The next step was to add any additional details. A good way to do this is to walk away from the painting, then turn and look at it from a distance of about six feet.

Anything that needs to be fixed, added, or adjusted becomes more apparent from a distance. This was also a good time to add little white highlights in the eyes and on the tip of our doggy's wet nose!

Many of our artists added a 3-D element with leaf rubbings, which they cut out, curled, and attached to their completed artwork with a bit of glue.

This artist added snowflakes and a Christmas-style  scarf for a more wintery look.

These artists ranged in age from 5 to 12.

Wednesday, November 20, 2019

Another Autumn Still Life

This week we created another autumn-themed still life painting.

Instead of paint, this one was created using all dry media - pastel on black paper. 

We started by selecting at least three different objects, such as birch tree branches, gourds, leaves, and fruit.

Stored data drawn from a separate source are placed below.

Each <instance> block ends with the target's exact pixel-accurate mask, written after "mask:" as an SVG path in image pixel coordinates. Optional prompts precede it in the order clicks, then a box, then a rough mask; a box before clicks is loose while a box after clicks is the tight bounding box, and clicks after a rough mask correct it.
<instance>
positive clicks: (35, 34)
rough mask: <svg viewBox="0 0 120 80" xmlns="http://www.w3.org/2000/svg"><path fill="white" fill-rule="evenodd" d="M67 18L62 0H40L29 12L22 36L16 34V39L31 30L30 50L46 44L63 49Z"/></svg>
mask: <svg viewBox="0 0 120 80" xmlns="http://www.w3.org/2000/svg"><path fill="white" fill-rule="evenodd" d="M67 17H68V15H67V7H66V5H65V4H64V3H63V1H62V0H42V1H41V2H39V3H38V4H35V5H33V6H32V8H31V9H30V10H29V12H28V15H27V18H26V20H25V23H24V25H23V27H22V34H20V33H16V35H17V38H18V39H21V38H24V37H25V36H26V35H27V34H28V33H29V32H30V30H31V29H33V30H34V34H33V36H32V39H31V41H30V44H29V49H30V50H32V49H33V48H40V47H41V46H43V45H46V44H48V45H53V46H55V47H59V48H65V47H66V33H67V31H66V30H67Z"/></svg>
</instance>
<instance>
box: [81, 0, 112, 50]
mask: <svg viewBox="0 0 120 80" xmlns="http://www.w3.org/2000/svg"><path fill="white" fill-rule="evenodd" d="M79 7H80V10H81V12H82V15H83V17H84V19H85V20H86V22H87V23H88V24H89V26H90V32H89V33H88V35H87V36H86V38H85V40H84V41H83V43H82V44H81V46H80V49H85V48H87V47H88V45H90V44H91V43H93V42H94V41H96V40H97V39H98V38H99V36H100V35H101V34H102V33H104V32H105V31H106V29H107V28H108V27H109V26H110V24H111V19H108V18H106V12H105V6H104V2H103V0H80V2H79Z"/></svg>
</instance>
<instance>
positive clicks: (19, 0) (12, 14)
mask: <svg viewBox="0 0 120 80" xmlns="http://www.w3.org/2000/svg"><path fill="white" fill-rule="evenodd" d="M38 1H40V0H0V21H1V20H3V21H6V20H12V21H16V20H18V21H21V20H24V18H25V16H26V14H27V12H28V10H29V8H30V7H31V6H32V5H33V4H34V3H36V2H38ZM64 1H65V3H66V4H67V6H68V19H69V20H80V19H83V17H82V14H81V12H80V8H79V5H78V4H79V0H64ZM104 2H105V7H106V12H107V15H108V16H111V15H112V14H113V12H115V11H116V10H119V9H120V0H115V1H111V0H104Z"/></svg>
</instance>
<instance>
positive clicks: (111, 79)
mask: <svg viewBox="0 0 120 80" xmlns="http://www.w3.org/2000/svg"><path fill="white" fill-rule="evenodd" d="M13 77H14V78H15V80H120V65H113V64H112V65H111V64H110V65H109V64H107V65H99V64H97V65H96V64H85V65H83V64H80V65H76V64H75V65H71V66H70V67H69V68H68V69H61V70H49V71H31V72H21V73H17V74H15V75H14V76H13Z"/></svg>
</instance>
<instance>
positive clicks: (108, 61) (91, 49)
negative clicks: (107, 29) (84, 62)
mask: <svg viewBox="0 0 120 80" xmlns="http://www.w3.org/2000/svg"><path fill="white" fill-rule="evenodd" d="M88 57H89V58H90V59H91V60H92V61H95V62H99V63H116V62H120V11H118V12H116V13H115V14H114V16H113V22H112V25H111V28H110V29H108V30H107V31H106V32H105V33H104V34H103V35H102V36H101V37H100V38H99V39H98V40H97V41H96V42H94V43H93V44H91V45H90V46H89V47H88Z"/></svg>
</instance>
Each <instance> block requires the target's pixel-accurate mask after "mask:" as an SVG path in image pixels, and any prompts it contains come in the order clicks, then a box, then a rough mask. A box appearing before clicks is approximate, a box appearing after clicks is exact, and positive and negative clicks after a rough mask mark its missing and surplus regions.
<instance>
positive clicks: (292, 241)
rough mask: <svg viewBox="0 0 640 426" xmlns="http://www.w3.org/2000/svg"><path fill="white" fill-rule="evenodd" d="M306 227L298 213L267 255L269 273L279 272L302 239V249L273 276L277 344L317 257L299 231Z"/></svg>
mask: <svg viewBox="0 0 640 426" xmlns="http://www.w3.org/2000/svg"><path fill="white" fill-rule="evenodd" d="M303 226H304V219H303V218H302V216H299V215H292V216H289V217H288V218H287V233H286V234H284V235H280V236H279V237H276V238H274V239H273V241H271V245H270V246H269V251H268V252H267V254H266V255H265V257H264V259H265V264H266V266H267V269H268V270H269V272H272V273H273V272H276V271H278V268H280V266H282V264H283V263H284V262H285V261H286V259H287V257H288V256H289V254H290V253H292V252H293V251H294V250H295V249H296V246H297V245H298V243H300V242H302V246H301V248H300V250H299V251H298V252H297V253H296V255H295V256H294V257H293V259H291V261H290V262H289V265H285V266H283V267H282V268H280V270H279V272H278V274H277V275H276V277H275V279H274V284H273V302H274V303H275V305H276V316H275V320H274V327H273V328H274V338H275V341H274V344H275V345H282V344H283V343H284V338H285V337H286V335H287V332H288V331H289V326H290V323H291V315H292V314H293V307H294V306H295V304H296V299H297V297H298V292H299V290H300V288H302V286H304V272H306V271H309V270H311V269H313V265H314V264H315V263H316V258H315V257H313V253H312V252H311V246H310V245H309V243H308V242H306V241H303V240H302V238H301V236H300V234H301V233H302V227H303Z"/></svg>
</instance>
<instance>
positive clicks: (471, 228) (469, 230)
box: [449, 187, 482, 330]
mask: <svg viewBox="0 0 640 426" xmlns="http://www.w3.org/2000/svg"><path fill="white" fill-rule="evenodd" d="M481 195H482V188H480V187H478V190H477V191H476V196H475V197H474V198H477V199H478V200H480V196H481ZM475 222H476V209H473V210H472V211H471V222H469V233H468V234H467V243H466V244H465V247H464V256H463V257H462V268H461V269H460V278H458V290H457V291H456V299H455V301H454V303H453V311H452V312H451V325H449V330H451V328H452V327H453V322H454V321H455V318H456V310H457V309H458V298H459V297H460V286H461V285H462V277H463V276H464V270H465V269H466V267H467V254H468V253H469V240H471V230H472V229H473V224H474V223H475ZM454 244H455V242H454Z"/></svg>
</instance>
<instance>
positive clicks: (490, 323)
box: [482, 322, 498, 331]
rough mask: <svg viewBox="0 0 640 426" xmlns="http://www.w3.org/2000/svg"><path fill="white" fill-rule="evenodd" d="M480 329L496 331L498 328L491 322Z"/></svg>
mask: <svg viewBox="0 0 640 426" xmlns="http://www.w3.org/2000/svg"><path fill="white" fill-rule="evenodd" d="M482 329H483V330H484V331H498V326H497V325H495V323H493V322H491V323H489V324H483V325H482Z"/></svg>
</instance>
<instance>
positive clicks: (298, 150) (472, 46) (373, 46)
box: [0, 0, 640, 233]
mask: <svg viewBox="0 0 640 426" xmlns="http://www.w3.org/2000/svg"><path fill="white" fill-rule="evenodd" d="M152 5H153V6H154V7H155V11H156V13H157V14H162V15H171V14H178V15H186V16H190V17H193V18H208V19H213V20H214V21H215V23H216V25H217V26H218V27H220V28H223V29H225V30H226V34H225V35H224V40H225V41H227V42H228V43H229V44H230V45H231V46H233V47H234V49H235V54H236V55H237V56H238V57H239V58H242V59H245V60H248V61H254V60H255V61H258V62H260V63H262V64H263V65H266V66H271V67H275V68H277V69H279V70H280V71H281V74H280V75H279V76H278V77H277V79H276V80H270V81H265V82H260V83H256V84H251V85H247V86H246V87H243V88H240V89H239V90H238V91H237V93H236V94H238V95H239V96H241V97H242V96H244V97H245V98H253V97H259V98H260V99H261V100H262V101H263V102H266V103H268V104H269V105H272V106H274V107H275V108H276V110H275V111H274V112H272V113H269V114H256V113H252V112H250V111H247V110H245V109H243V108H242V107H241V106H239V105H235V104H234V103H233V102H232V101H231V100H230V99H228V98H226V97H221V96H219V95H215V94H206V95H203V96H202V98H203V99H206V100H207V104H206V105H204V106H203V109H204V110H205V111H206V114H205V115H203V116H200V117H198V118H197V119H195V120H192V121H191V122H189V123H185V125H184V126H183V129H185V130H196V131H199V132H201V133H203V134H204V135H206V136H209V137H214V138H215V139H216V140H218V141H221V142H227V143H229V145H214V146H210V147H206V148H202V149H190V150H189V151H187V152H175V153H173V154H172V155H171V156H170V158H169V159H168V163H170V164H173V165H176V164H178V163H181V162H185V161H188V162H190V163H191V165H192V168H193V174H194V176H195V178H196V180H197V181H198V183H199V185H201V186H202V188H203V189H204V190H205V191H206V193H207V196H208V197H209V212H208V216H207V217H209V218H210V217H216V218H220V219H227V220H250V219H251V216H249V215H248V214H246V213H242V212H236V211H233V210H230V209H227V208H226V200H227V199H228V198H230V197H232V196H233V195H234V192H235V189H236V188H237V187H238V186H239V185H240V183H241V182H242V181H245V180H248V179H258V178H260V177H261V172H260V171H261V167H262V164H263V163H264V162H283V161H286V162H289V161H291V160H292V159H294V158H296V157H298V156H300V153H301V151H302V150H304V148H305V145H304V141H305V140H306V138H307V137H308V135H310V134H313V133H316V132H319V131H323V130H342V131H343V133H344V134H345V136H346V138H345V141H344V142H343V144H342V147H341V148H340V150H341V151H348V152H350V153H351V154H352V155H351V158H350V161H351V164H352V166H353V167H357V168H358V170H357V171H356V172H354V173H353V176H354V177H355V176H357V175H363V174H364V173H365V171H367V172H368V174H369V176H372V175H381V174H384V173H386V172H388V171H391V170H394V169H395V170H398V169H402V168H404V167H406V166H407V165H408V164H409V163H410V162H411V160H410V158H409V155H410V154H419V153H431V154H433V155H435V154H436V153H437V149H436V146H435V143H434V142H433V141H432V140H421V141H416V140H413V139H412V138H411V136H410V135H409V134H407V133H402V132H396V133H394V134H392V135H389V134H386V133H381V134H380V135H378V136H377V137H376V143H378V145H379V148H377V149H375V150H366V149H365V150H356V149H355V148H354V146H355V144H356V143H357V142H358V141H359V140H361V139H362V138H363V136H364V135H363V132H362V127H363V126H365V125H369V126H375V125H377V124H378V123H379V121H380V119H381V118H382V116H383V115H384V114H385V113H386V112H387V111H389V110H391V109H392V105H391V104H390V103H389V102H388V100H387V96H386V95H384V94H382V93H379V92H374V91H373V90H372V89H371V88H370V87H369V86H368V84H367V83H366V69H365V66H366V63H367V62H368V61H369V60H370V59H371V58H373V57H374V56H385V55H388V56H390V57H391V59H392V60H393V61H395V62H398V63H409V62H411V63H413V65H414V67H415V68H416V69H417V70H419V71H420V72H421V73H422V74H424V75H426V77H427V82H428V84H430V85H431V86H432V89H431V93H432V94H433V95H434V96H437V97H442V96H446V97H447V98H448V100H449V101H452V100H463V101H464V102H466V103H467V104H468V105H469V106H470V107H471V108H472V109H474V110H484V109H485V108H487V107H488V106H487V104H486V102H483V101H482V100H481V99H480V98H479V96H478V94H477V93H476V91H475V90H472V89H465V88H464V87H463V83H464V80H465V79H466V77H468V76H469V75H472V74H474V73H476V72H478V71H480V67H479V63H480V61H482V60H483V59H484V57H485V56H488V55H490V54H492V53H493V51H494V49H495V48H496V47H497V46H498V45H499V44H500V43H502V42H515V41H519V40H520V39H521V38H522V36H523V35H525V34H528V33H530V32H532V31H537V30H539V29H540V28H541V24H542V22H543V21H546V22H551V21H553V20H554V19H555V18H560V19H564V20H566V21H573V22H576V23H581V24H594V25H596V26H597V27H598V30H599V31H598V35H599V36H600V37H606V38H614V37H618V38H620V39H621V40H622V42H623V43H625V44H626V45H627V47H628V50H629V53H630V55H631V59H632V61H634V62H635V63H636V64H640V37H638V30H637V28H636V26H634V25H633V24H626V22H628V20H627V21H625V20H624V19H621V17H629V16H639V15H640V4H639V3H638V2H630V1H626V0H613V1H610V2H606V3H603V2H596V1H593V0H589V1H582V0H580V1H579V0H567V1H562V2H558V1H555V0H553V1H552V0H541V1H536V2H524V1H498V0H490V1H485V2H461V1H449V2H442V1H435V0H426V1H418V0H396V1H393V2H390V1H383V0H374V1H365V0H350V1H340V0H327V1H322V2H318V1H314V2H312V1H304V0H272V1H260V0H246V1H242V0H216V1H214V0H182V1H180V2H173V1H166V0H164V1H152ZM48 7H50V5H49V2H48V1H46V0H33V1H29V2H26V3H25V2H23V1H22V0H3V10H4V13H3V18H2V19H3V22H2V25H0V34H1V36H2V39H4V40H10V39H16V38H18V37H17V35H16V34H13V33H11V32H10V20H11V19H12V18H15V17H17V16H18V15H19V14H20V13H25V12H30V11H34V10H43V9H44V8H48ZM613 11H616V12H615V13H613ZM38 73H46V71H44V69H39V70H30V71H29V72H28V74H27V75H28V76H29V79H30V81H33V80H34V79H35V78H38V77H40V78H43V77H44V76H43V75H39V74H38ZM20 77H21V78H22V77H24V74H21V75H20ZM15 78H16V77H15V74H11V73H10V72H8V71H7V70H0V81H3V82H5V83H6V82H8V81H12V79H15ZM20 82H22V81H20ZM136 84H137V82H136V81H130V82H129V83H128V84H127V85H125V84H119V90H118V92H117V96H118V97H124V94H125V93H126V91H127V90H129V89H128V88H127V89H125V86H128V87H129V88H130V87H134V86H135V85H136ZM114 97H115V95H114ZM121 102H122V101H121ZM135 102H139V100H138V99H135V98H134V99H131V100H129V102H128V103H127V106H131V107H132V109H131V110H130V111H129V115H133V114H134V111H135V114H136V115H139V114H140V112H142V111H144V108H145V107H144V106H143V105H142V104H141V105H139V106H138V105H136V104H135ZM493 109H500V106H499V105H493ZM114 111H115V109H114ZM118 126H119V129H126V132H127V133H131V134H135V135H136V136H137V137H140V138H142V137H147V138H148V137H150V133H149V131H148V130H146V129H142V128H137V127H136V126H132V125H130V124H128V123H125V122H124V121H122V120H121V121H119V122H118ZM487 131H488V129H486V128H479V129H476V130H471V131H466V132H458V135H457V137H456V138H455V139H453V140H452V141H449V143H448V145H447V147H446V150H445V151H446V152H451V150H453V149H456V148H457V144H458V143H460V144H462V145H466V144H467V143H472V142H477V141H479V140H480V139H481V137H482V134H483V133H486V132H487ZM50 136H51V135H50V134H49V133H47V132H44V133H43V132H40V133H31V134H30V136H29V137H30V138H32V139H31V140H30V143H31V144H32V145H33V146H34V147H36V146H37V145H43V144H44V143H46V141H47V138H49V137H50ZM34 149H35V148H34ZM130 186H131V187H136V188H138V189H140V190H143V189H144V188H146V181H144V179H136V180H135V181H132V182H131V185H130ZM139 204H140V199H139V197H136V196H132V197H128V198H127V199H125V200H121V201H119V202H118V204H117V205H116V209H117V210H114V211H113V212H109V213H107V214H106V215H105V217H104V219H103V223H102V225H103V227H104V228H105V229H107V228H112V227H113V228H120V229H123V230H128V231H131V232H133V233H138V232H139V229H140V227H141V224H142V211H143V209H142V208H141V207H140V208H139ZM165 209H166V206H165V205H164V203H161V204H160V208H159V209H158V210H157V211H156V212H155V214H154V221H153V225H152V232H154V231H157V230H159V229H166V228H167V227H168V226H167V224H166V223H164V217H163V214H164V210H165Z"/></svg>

Then the objects are arranged on a paper "stage" to create an interesting still life. 

Next, the still life is carefully drawn on a piece of heavy black construction paper using a black oil pastel. No pencil! 

Now comes the fun! Artists are given soft pastels, from which they select a palette of colors to match those in their still life arrangement.  Then they fill in the sections they created with their oil pastels.

Colors can be layered and blended with the fingers or a blending stump to create new colors and/or soft edges. Additional details can be drawn over the colors, such as veins in the leaves.

A shadow can also be created at the base of the still life using black soft pastels or charcoal. the shadow follows the bottom edges, and then is lightly rubbed to achieve soft edges.

The objects can also be retraced with black oil pastel. Black details can be added to the birch branches, and white highlights to add shine to smooth objects.

Our artists had so much fun! For some it was their first art experience with pastels.

These works were created by artists age 8 to adult.